Die Zeit drängt. Die Stadt will das baufällige Gebäude abreißen, um Platz für den Ausbau der Berliner Straße zu schaffen, den der Landesbetrieb Straßenbau und Verkehr für diese Bundesstraße einfordert. Weite Teile des Stadtumbaus hängen an der Frage, ob das Citastromhaus stehen bleiben muss. Allerdings bildet es zusammen mit der Mantelhalle und dem Kranhaus ein denkmalgeschütztes Ensemble. Nachdem die untere Denkmalschutzbehörde beim Kreis Pinneberg in Elmshorn grünes Licht für Abriss gegeben hatte, kassierte das obere Denkmalschutzamt in Kiel die Genehmigung wieder ein. Die Stadt nahm daraufhin einen zweiten Anlauf. Bis 30. April muss sie zur Begründung des Abrissantrags Unterlagen vorlegen: ein Verkehrskonzept, eine statische Prüfung zur Standsicherheit der Mantelhalle ohne Citastromhaus und eine Baugenehmigung mit der künftigen neuen Fassade.

Munk und Sachse hätten gern vor Ablauf der Frist mit Seifert gesprochen. „Wir wollten mal grundsätzlich von Herrn Seifert wissen, ob das Landesamt sieht, welche Priorität das Vorhaben für die Stadt hat.“ Der Stadtumbau stelle ein Leuchtturmprojekt des Landes dar.
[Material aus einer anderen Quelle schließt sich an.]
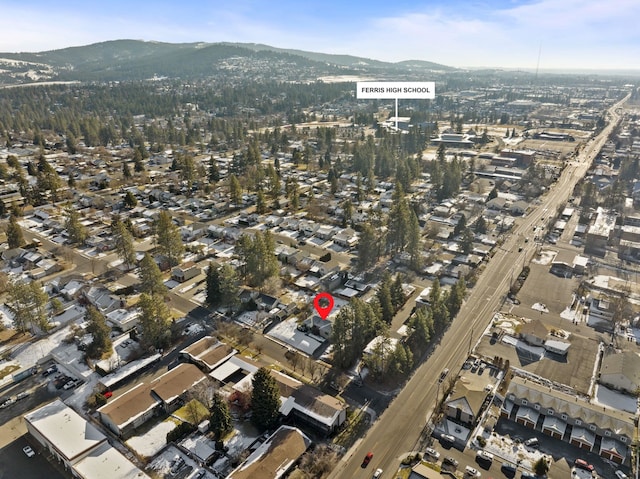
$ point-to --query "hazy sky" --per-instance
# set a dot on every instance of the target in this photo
(594, 34)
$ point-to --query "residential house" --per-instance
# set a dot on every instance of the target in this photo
(171, 387)
(78, 445)
(600, 232)
(534, 332)
(592, 427)
(185, 272)
(275, 457)
(305, 403)
(465, 404)
(621, 371)
(208, 353)
(126, 412)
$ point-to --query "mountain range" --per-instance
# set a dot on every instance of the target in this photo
(125, 60)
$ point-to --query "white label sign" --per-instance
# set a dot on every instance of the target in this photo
(396, 89)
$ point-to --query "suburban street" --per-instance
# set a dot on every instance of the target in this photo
(400, 428)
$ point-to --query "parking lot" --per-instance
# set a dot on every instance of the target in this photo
(14, 462)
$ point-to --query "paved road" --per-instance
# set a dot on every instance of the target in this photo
(401, 428)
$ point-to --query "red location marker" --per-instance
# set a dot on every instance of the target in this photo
(323, 303)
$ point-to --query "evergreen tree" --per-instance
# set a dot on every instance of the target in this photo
(126, 171)
(384, 298)
(261, 205)
(154, 321)
(235, 191)
(151, 281)
(220, 420)
(421, 324)
(257, 252)
(15, 239)
(413, 240)
(368, 247)
(214, 296)
(397, 293)
(214, 171)
(168, 238)
(130, 200)
(76, 231)
(265, 400)
(123, 241)
(100, 333)
(28, 301)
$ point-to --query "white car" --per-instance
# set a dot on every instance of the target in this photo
(471, 472)
(431, 452)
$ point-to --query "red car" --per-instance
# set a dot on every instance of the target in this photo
(367, 459)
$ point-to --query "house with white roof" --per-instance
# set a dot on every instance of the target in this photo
(77, 444)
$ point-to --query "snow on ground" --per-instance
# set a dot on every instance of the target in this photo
(287, 332)
(535, 353)
(150, 443)
(568, 313)
(6, 317)
(545, 257)
(510, 451)
(615, 400)
(506, 323)
(540, 307)
(244, 434)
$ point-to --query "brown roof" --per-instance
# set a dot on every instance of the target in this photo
(131, 404)
(313, 400)
(200, 346)
(177, 381)
(283, 448)
(535, 328)
(209, 350)
(286, 384)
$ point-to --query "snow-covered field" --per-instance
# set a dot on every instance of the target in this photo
(149, 444)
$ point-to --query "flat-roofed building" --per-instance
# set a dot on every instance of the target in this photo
(172, 385)
(208, 353)
(63, 432)
(78, 445)
(123, 414)
(275, 457)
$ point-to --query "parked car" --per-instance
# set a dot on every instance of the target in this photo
(471, 472)
(447, 438)
(50, 370)
(178, 462)
(451, 461)
(431, 452)
(582, 464)
(484, 457)
(69, 384)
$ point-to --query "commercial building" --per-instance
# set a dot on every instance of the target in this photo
(83, 450)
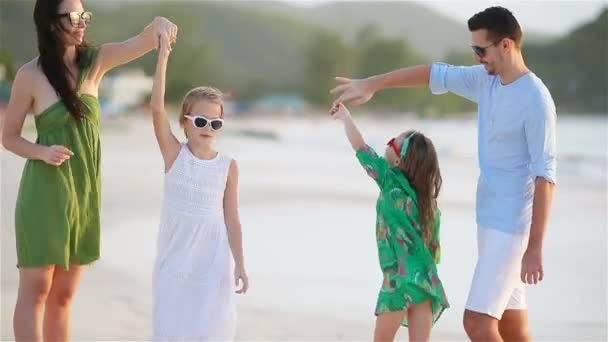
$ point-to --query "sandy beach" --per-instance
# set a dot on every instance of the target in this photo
(307, 210)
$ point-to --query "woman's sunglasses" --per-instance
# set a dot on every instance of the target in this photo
(200, 121)
(76, 18)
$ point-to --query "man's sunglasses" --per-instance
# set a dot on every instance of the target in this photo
(200, 121)
(481, 51)
(76, 18)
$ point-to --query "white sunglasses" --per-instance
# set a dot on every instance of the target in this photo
(200, 121)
Doch Seifert vertröstete sie auf Ende Mai. Zudem will er nicht nach Elmshorn kommen, sondern bittet sie nach Kiel. Munk zeigt Unverständnis: „Wie wichtig findet Herr Seifert den Fall, wenn er nicht nach Elmshorn kommt? Das finden wir nicht angemessen.“ Er habe den Eindruck, dass Seifert die Bedeutung der Angelegenheiten nicht sieht.